案内役を務めるしのぶ、そしてカナエの二人に連れられ、駆は産屋敷邸の広間へと足を踏み入れた。透き通るような静謐な空気の中心に、鬼殺隊当主・産屋敷耀哉が静かに座している。駆は音もなく膝をつき、深く頭を下げた。
「産屋敷様。神代駆、ただいま帰還いたしました。任務の途上、予期せぬ事態により長期間の不在を招き、戦線を離脱いたしましたこと、深くお詫び申し上げます」
一切の言い訳を排した、超国家機関ヤタガラスの召喚師としての礼節。耀哉はすべてを見通すような、春の陽だまりのような微笑みを浮かべた。
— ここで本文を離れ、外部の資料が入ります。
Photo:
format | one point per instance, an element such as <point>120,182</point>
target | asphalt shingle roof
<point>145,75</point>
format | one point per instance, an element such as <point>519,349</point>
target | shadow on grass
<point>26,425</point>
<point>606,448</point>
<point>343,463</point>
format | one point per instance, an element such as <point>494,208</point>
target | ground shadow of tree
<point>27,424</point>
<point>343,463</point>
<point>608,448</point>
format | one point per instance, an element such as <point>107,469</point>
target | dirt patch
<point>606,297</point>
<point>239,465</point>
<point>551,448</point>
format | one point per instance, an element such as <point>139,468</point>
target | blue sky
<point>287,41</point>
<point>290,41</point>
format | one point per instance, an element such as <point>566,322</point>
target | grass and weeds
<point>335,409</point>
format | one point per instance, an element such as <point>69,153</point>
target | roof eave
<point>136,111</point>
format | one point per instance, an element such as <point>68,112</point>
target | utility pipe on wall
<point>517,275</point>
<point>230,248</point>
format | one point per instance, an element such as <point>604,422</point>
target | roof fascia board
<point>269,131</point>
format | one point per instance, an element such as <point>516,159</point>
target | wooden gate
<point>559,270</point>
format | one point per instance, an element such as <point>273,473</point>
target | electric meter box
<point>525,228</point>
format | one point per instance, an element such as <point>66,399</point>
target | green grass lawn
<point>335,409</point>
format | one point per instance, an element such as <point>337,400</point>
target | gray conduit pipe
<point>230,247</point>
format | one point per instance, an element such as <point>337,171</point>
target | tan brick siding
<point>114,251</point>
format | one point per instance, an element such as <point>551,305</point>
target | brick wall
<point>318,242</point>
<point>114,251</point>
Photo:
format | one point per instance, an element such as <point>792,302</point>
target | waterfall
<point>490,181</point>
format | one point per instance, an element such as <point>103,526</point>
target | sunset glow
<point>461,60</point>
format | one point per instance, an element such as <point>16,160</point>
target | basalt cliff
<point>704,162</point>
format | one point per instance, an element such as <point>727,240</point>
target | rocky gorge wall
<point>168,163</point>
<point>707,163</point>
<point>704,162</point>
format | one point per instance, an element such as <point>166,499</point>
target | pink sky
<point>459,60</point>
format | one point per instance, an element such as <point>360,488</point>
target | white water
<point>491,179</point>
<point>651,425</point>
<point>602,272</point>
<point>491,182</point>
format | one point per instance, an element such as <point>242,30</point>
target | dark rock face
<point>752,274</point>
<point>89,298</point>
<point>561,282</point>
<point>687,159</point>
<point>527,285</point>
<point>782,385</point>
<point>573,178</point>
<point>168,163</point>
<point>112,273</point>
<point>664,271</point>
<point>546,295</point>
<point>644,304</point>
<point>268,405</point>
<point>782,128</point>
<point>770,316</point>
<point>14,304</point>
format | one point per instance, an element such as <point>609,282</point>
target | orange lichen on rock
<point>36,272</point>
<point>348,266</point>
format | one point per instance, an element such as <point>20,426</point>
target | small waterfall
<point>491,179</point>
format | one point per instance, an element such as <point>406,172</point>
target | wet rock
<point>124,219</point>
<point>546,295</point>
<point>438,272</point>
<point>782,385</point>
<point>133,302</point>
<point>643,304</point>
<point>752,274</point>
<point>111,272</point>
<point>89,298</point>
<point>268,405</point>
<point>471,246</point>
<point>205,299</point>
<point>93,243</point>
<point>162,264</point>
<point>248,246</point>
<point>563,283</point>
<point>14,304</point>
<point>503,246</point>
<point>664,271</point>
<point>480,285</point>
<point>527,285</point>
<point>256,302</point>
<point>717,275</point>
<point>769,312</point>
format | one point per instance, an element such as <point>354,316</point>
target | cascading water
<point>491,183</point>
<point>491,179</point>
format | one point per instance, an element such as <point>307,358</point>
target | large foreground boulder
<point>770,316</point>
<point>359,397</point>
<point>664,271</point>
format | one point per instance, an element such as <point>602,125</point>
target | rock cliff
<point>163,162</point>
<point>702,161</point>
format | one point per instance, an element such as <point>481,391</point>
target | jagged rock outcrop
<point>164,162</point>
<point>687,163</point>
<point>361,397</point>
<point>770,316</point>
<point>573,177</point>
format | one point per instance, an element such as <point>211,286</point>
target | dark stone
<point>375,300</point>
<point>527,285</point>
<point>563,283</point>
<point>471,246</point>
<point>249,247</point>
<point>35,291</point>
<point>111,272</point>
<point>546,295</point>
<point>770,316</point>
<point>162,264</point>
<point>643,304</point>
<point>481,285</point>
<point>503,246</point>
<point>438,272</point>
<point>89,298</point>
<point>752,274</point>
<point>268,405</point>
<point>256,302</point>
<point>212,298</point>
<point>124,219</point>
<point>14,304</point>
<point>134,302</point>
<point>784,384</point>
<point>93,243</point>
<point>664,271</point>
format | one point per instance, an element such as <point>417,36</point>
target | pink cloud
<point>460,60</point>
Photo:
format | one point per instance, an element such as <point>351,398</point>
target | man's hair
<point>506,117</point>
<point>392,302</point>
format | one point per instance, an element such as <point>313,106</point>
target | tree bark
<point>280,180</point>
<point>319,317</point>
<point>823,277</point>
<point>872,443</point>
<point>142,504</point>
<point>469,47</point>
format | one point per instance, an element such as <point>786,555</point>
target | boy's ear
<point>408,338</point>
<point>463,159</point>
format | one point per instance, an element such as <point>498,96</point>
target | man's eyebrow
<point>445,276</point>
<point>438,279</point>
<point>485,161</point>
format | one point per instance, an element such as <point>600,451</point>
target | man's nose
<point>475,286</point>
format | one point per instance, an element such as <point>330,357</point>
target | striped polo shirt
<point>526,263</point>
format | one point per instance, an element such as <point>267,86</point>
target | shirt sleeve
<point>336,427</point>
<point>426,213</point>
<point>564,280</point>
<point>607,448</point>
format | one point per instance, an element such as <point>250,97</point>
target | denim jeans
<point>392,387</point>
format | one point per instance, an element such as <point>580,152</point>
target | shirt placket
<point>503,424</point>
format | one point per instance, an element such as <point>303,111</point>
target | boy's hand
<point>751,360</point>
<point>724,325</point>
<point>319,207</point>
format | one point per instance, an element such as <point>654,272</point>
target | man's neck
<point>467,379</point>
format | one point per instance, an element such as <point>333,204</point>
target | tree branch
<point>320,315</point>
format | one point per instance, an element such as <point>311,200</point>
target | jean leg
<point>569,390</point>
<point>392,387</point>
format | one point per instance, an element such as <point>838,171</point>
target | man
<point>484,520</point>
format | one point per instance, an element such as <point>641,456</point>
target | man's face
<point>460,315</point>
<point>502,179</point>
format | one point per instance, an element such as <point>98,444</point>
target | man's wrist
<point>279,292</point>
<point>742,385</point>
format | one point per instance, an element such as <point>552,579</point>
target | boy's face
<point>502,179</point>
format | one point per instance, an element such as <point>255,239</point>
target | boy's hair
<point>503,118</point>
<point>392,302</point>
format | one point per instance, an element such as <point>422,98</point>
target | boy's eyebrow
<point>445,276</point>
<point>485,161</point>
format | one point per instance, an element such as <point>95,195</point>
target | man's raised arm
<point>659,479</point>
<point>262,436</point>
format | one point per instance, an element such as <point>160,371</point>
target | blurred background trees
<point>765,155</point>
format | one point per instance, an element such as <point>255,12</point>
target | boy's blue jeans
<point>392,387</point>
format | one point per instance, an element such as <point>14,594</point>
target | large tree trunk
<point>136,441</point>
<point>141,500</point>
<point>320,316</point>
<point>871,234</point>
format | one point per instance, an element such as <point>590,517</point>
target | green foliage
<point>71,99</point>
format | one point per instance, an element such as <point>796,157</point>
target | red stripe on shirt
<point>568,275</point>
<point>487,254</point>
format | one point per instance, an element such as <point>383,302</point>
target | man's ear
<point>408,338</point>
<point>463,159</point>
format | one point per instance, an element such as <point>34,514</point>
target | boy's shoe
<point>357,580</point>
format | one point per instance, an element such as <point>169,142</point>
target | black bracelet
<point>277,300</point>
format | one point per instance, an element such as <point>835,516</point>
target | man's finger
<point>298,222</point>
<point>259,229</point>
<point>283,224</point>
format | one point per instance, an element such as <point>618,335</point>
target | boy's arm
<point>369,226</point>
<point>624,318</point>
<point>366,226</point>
「おかえり、駆。君が無事で戻ってくれたことが何よりの喜びだよ。君が不在の間、夜の闇は深まりつつある。だが、君の力が必要になる『その時』はまだ先だ。今はまず、この世界の空気に身を馴染ませておくれ」
「勿体なきお言葉。失礼いたします」
必要以上の言葉を交わさず、駆はその場を辞した。産屋敷の言葉に一抹の予感を感じつつも、彼はそれを心の奥底へと仕舞い込む。
邸を出てしのぶたちと別れた後、駆は喧騒を避けるように山中の古社へ足を向けた。そこは、この世界において外部との境界がわずかに揺らぐ特異点だ。駆が足を止めると空間が水面のように歪み、漆黒の装束を纏った思念体が現れる。ヤタガラスからの使いだ。
「……お待たせしましたね。組織の義理より、こちらの義理が先決ですので」
駆は愛用のガンプをくるりと回し、瞳で使者の霊圧を見定めた。思念体は無言で報酬である生玉や特殊弾丸を差し出す。この世界ではマグが極端に薄く、この補給物資こそが彼の唯一の糧だ。
「報酬、どうも。死ぬ気で修行した甲斐があったってもんです。……で、実際のところどうなんです? 時計の針が狂っているのは肌で感じていますがね」
『……貴殿が修練の間、および異界で過ごした半年。その間、我らがいるこちらの世界では数ヶ月の時が流れた』
「思ったよりズレてますねぇ。……浦島太郎になるのは勘弁してほしいところだ」
『今、貴殿がいるそちらの世界の理もまたバラバラだ。空間の歪みは時間の淀みを生む。ゆめゆめ、時間を忘れることなかれ。……健闘を祈る、デビルサマナー』
使者が霞のように消えた後、駆はシリンダーを弾いて装填を確認した。
自分の感覚では半年、元いた世界では数ヶ月、そしてこの大正の世ではまた異なる時間が流れている。この不安定な時間の流れすら、彼は厄介な任務の付帯条件程度にしか見ていない。内心の焦燥を微塵も表に出さず、彼は薄く笑った。
「さて……。それじゃ、リハビリがてら一仕事してきますかね。身体が鈍ってちゃ、仲魔たちに笑われちまう」
社に背を向け、駆はひらひらと軽く手を振って歩き出す。マグの薄いこの世界で、孤独な召喚師は再び戦場へと消えていった。